That looks like a great curriculum, but I'd have to agree with you. For that time investment, I could be a PA, have a BSN, or an EMS AAS and be halfway through an RN program. It's a catch 22 like we've been saying all along. How many are going to sacrifice themselves by getting going the four years, making only mediocre money afterwards, and maybe, if they're lucky, get enough others to do the same, and improve their financial compensation.
I think this becomes a chicken-and-the-egg situation. Which comes first?
[standard caveat: I haven't been in an ambulance for several years, there's a distinct possibility I'm an idiot]. When I started EMS, few services in my area were doing 12-lead. It was considered to be a fancy skill, that added no value. "What's the point?", people would say, "when we get to the hospital they just do their own and throw our's away. They don't even want to see it?".
Then after a while, more and more services started getting 12-lead capability. Telemetry became more widespread. Some of the services started sending 12-leads to the ERs, and the doctors and nurses became more used to the idea.

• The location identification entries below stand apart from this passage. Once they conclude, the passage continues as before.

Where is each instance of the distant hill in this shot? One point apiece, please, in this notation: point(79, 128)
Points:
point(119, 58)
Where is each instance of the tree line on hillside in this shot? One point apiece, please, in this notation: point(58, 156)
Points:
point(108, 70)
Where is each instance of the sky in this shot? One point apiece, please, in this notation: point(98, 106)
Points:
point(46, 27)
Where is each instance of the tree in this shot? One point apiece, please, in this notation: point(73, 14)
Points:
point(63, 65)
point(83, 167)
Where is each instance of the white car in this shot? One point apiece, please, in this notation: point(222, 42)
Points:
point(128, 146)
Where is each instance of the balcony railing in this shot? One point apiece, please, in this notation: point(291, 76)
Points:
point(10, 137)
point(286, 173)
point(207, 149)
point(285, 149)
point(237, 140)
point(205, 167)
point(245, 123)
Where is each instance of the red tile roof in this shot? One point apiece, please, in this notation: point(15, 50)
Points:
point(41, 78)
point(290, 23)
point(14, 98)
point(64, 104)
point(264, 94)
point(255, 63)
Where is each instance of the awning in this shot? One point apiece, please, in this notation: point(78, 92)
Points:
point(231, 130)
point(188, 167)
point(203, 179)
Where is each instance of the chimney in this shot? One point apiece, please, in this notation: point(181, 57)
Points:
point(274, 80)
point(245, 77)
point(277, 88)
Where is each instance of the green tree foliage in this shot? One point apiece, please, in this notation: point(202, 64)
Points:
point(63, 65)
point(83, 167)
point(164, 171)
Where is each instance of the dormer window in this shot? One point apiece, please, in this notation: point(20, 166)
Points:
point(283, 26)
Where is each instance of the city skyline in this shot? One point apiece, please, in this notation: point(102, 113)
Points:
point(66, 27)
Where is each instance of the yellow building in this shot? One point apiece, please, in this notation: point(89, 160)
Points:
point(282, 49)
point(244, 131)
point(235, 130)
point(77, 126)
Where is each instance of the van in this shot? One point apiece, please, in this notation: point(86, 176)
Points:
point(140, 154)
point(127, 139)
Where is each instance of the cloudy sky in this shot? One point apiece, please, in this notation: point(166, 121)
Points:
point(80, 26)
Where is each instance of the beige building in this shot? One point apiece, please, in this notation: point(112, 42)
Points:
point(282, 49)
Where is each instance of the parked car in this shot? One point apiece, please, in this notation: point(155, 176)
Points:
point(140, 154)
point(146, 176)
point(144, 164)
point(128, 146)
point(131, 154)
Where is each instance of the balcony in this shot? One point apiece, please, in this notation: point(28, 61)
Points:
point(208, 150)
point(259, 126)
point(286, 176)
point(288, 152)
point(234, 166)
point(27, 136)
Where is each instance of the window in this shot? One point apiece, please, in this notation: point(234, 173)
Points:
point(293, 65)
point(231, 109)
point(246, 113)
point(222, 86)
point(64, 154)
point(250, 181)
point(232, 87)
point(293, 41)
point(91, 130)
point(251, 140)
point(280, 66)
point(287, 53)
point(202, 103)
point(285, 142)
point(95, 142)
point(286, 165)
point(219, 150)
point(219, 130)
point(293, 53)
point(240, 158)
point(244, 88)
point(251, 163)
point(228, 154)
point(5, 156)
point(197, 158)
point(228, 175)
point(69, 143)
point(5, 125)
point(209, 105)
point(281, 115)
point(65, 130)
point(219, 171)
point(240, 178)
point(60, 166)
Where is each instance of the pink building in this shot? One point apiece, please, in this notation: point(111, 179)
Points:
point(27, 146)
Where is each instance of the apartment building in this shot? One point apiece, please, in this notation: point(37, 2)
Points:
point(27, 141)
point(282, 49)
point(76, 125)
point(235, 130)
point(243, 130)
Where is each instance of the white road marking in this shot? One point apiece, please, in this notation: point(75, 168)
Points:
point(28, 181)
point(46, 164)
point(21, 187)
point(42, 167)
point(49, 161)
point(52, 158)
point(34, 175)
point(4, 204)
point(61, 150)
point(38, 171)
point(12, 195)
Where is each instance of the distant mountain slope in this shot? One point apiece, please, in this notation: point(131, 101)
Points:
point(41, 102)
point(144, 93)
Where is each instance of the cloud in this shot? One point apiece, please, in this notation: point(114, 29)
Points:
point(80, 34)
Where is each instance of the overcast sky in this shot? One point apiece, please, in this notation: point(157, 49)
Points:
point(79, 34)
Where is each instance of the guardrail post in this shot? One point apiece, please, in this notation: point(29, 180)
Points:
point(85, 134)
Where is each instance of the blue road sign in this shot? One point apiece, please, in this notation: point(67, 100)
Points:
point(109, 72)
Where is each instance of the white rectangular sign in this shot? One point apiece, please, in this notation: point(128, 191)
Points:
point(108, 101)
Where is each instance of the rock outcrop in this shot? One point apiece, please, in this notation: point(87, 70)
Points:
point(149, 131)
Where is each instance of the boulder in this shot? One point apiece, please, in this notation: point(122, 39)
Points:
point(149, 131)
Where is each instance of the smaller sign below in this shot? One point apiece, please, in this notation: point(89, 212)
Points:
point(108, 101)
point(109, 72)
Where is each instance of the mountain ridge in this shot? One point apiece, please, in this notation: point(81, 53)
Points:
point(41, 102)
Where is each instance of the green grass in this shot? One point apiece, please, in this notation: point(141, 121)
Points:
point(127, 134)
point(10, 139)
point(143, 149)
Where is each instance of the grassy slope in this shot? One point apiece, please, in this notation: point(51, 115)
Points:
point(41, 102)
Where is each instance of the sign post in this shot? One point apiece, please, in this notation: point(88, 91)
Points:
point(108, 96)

As an EMT and as a new medic, I was involved in some of the first thrombolytic trials in the region (around 2001). We showed that we could identify infarcts in the field, fax them to a cardiologist, give this new drug, tenecteplase, and actually have people reperfuse (occasionally) in the back of the ambulance. We also started doing the ER bypass direct to cathlab thing.
This evolved to the point that when I left EMS, it was considered unacceptable not to have done an ECG on pretty much any one with any sort of potential anginal pain/equivalent. The ERs had become so reliant on this being done, that if you brought in an elderly female diabetic patient with vague malaise, and couldn't produce as 12-lead, it caused real problems.
But all that time, paramedic training was 2 years. Had been for 20 years. Over 20 years, new skills, new procedures, more responsibility, and no one had increased the educational requirements.
I've heard for years now that paramedics want to have more responsibility, and they want to direct more patients away from the ER. But no one wants to take more training in order to do this. And this holds the profession back.
For example, we were trained to suture. This was/is part of our scope of practice. But very few paramedics in my area had sutured anyone outside of their hospital practicum. There was a small group of people working in remote locations suturing minor wounds to keep rig workers working. But really, no one else was doing it. Yet I'd hear people talking about how we should be able to assess minor wounds, clean them, suture, dispense antibiotics, and refer them to a minor clinic for assessment in a few days. But for the most part, few people felt they should have to have university level microbiology to do this. The idea seemed to be, that a technical school diploma was enough background to do this on. After all, we'd all sutured random pieces of meat during class labs. A few of us had sutured real people, a couple of times. How hard could it be? It's these attitudes that prevent us from moving forwards.